On October 11, 2006, a Cirrus SR20 plane carrying New York Yankees pitcher Cory Lidle and his flight instructor, Tyler Sanger, crashed into the Belaire Apartments at 524 East 72nd Street. They were the only ones killed.

There is one other occasion when a plane crashed into a building in New York: September 11, 2001, the destruction of the Twin Towers of the World Trade Center. It should be noted that the B-25, including the plane that hit the Empire State Building, was 53 feet long, with a 67-foot wingspan, had a top speed of 272 miles per hour, and had a fuel tank with a 974-gallon capacity.

In contrast, the planes that hit the World Trade Center were Boeing 767s, which are 3 times as long, more than twice as wide, whose cruising speed is about double the top speed of the B-25, and have 24 times as much fuel capacity. This is the key to explaining why the Twin Towers fell and the Empire State didn't: The B-25 was nearing the end of its run, and had very little of its 974 gallons of fuel left; the 767s were 47 and 49 minutes into their flights, respectively, and still had most of their 23,980 gallons of highly flammable jet fuel.

*

July 28, 1945 was a Saturday. Jim Davis, the cartoonist who draws Garfield, was born on this day.

These baseball games were played:

* The New York Giants swept a doubleheader from the Philadelphia Phillies at Shibe Park in Philadelphia, 2-1 and 8-2. Van Lingle Mungo was the winning pitcher in the opener, Jack Brewer in the nightcap. Mel Ott, in his final season as a player and also the Giants' manager, did not put himself into either game.

* The fog had lifted by the time the Brooklyn Dodgers were scheduled to play the Boston Braves at Ebbets Field. The Dodgers won, 2-1. Hal Gregg outpitched Jim Tobin.

* The Boston Red Sox beat the Washington Senators, 6-2 at Fenway Park in Boston.

* The Cleveland Indians beat the St. Louis Browns, 6-2 at League Park in Cleveland.

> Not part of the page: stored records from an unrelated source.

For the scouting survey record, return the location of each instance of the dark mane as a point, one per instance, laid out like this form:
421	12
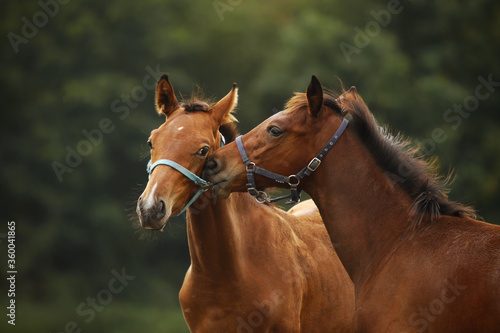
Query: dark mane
197	103
403	164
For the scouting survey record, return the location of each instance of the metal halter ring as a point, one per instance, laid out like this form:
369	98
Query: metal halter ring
293	177
250	166
262	197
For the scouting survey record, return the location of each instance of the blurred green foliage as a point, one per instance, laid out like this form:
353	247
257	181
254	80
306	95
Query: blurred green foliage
90	58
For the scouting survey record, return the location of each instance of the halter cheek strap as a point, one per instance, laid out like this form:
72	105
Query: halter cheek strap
200	182
293	180
203	184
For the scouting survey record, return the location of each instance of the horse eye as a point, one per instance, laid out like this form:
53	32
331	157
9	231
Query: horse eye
274	131
203	151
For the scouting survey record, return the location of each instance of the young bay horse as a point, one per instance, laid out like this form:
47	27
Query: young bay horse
419	262
254	268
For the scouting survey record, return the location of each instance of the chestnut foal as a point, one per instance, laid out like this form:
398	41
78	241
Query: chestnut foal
254	268
419	262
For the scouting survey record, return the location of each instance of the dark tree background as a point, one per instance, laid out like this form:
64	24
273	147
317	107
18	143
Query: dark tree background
76	87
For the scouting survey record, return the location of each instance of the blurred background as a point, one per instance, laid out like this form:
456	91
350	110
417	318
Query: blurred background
77	87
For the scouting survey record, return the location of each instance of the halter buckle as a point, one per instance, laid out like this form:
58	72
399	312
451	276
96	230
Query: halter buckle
262	197
289	180
250	166
253	191
314	164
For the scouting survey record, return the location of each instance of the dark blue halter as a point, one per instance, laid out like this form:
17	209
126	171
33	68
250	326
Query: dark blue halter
293	180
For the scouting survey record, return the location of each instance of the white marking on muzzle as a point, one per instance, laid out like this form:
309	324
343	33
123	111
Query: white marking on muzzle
150	201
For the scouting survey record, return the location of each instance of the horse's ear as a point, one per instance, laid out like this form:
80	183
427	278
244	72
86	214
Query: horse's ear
314	95
166	102
351	94
222	111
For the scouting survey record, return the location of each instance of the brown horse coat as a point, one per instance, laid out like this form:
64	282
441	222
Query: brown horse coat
419	262
254	268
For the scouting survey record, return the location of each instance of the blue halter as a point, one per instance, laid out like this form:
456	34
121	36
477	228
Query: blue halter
202	183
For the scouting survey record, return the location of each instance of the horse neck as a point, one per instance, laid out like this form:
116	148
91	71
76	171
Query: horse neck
364	212
216	236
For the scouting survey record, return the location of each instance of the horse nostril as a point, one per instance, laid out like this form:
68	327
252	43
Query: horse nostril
211	164
162	211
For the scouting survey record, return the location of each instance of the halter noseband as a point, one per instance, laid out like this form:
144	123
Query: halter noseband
200	182
293	180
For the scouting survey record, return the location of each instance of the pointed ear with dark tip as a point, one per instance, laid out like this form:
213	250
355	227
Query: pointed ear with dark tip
314	95
222	111
166	102
352	93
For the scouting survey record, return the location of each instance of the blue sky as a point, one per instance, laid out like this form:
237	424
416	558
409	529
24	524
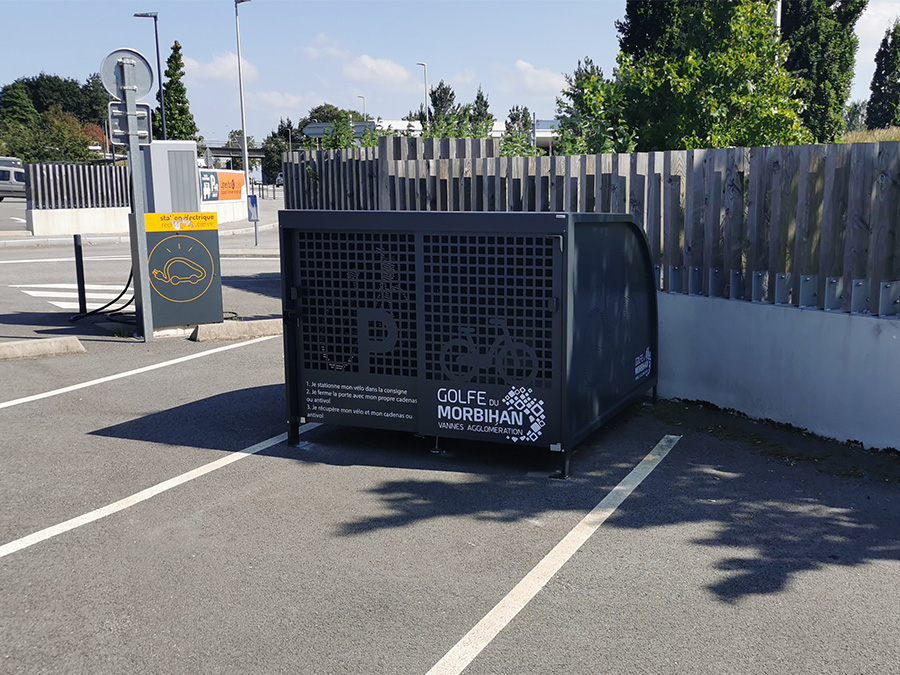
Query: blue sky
300	53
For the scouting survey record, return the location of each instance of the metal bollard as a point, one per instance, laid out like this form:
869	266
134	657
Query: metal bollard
79	276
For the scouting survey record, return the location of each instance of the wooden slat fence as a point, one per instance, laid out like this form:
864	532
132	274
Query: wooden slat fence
809	226
76	186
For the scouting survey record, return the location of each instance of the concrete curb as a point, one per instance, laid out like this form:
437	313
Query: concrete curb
29	349
236	330
17	240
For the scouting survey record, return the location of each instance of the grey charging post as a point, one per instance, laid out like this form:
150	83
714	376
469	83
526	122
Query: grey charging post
127	76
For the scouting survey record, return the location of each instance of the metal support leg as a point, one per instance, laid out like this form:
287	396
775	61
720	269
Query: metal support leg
565	466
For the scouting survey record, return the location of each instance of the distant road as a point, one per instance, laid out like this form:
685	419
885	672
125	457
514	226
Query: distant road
12	215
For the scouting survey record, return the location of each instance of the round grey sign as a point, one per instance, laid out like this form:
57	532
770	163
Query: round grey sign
113	77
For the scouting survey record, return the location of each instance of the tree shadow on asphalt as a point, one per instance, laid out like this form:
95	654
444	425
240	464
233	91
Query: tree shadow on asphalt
775	502
56	324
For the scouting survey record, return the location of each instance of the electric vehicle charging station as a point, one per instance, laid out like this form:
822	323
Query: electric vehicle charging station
523	328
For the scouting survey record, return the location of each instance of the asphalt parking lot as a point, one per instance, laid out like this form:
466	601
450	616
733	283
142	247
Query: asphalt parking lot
153	520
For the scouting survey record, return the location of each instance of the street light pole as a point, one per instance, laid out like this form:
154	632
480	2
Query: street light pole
237	29
162	102
425	100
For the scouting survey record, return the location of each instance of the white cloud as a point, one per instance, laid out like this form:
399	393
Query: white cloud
462	79
381	72
223	68
324	47
878	16
538	81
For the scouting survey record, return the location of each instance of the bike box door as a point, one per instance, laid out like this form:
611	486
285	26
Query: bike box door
490	326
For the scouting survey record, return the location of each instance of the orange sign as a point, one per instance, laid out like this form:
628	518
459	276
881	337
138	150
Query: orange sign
230	184
180	222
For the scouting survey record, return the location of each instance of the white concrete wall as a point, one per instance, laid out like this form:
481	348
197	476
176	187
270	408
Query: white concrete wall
226	211
834	374
44	222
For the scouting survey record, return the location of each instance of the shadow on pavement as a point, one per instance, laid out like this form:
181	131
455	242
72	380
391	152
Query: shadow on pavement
775	502
267	284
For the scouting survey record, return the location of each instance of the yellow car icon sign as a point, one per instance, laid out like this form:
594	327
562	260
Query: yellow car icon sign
185	272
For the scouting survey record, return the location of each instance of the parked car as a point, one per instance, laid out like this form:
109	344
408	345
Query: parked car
12	177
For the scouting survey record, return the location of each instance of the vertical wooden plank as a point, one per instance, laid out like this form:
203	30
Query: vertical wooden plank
884	222
385	156
541	169
806	239
694	195
757	201
674	169
863	166
653	222
713	236
528	184
733	219
553	201
834	215
637	188
782	162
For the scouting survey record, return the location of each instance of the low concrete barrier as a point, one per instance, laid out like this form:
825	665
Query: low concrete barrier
835	374
29	349
50	222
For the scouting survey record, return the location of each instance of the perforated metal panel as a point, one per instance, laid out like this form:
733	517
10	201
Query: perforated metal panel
348	277
522	328
487	306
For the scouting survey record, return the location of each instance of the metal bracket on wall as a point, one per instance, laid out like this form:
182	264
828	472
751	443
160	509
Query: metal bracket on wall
736	290
809	284
675	279
889	300
860	292
695	281
782	289
834	294
760	286
715	284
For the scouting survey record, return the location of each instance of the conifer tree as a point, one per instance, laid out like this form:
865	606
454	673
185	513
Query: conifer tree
883	109
180	123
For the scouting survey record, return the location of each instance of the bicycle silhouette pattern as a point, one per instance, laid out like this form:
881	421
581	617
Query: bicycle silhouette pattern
513	361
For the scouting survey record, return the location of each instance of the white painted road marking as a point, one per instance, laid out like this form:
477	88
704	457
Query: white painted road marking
462	654
143	495
136	371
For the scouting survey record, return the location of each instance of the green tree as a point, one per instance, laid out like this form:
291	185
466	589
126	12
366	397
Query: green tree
883	109
19	122
646	26
590	114
822	44
94	101
722	84
46	91
516	140
855	116
180	124
236	140
62	138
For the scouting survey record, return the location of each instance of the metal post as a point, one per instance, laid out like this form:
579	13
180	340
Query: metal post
79	276
139	258
162	101
237	28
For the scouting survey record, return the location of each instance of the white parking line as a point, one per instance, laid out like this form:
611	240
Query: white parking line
136	371
143	495
462	654
86	258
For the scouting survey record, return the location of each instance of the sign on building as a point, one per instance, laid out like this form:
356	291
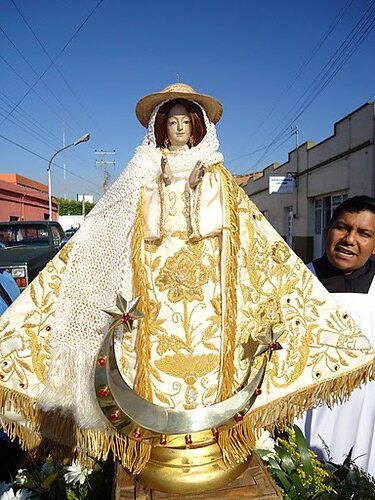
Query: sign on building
280	184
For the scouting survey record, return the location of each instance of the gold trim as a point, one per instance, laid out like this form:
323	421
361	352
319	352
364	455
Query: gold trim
230	250
143	345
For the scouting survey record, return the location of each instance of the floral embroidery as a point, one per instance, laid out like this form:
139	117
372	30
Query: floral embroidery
183	276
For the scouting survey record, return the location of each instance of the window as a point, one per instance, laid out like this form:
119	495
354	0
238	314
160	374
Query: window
323	210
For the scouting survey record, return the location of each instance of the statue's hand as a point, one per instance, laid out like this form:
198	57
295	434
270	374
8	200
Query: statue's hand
197	174
166	171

* The Detroit Tigers beat the Chicago White Sox, 8-3 at Briggs Stadium in Detroit. (The ballpark was renamed Tiger Stadium in 1961.) Hank Greenberg, the 1st star player to volunteer for the war, had become the 1st star player to return from it, and went 1-for-5.

* The Chicago Cubs were leading the Cincinnati Reds, 8-3 after 8 innings at Wrigley Field, when the umpires called the game because of darkness. (At the time, there were 4 MLB stadiums that didn't yet have lights: Yankee Stadium got them the next year, Fenway Park in 1947, Tiger Stadium in 1948, and Wrigley didn't install them until 1988).

* The St. Louis Cardinals beat the Pittsburgh Pirates, 2-0 at Sportsman's Park in St. Louis.

* And the New York Yankees were supposed to play the Philadelphia Athletics at Yankee Stadium, but the rain from the night before, which had contributed to the fog, had left the grass at The House That Ruth Built unplayable. The game was rescheduled for September 27, and the Yankees won, 8-1. Red Ruffing went the distance. A good hitter for a pitcher, he helped his own cause with a 3-run homer.